Future work should address a better detection of overhanging obstacles that are a source of high risk. One possible approach is to add more similar obstacles to the training data of the depth estimator. Drone research, for instance, has resolved this problem. Here, often a single camera is employed for navigation. A model ensemble that combines SeS, DE and feature expansion (Beyeler et al., 2009; Mori & Scherer, 2013) for the upper image region could be a solution. Another promising approach is that of Mancini et al. (Mancini et al., 2018) who argue that object detectors implicitly learn sizes and proportions of objects belonging to the training domain. By utilizing this knowledge, it is possible to create more robust depth estimators.

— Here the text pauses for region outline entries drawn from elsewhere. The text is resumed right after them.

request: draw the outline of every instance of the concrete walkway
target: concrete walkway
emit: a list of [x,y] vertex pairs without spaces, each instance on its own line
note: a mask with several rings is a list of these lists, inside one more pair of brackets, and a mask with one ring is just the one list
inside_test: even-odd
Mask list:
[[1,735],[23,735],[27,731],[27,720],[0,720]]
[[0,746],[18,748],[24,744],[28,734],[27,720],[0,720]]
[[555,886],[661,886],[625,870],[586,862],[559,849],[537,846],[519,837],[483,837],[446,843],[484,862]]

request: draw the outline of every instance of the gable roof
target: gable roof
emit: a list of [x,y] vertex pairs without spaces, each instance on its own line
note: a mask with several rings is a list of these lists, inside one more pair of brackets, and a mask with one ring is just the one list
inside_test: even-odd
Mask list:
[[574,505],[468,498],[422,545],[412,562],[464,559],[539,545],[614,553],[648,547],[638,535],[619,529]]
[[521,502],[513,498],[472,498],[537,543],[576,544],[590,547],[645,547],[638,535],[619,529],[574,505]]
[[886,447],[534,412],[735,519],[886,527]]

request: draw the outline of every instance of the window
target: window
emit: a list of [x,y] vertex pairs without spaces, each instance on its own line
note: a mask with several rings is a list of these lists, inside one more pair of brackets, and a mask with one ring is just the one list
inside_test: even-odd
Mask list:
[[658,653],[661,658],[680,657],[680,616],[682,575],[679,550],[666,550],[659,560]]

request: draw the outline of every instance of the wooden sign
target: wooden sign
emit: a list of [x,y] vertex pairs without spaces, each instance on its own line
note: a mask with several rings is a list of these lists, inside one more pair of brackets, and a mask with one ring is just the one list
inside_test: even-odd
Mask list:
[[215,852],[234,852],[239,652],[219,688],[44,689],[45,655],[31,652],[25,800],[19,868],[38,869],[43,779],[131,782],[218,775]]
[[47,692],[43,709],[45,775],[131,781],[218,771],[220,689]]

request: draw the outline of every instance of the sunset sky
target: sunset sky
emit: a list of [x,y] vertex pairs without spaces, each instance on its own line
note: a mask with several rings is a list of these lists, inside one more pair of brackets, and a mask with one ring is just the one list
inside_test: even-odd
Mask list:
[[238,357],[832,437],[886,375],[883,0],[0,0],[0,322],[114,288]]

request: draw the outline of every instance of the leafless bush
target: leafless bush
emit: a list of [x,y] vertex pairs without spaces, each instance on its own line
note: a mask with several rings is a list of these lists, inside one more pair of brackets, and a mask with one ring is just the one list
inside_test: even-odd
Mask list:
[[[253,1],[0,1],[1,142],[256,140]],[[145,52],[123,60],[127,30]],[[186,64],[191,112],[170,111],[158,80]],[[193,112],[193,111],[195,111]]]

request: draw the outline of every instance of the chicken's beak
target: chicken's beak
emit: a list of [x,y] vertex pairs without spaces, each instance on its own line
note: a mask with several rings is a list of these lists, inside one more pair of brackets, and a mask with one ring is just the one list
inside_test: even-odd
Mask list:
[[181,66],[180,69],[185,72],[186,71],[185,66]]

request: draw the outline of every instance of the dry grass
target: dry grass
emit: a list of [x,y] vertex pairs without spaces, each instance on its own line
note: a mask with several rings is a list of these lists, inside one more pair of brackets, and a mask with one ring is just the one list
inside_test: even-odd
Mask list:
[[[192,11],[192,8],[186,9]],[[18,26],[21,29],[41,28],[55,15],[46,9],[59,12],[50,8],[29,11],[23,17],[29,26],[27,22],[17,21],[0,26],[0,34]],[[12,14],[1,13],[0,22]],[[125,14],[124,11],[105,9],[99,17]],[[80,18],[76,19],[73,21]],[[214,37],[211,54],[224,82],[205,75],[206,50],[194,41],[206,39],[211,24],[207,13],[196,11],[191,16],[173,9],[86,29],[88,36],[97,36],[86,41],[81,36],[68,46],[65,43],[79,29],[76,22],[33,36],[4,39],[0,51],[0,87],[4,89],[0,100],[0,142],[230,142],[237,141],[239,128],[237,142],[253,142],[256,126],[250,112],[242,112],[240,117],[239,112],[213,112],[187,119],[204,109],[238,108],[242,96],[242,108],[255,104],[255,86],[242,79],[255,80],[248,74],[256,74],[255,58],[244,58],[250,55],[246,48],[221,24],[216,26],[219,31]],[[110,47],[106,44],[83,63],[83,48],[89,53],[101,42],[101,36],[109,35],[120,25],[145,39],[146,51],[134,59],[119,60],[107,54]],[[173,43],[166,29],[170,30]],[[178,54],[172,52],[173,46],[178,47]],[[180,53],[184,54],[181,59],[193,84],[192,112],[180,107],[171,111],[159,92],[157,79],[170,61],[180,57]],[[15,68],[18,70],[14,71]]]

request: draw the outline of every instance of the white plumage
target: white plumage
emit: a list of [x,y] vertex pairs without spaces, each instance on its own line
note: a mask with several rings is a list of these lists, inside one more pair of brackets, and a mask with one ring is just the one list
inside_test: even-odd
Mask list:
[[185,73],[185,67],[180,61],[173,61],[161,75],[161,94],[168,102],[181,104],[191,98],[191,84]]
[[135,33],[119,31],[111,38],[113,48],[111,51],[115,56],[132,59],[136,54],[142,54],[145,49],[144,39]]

The two CNNs tested in this paper are not representative. In future work, new OD models should be tested on our here presented application-specific dataset. The results provided in this paper can be used for benchmarking. By reproducing the results on real world data, the simulation should be validated and, if algorithms provide satisfying results in the simulation, fine-tuned.

While training and testing of machine learning algorithms already require large amounts of data, the statistical proof of safety require significantly more data (Kalra & Paddock, 2016). Here, an automated generation of new test scenarios as presented by (Pollok et al., 2019) could be a solution to enable more comprehensive studies.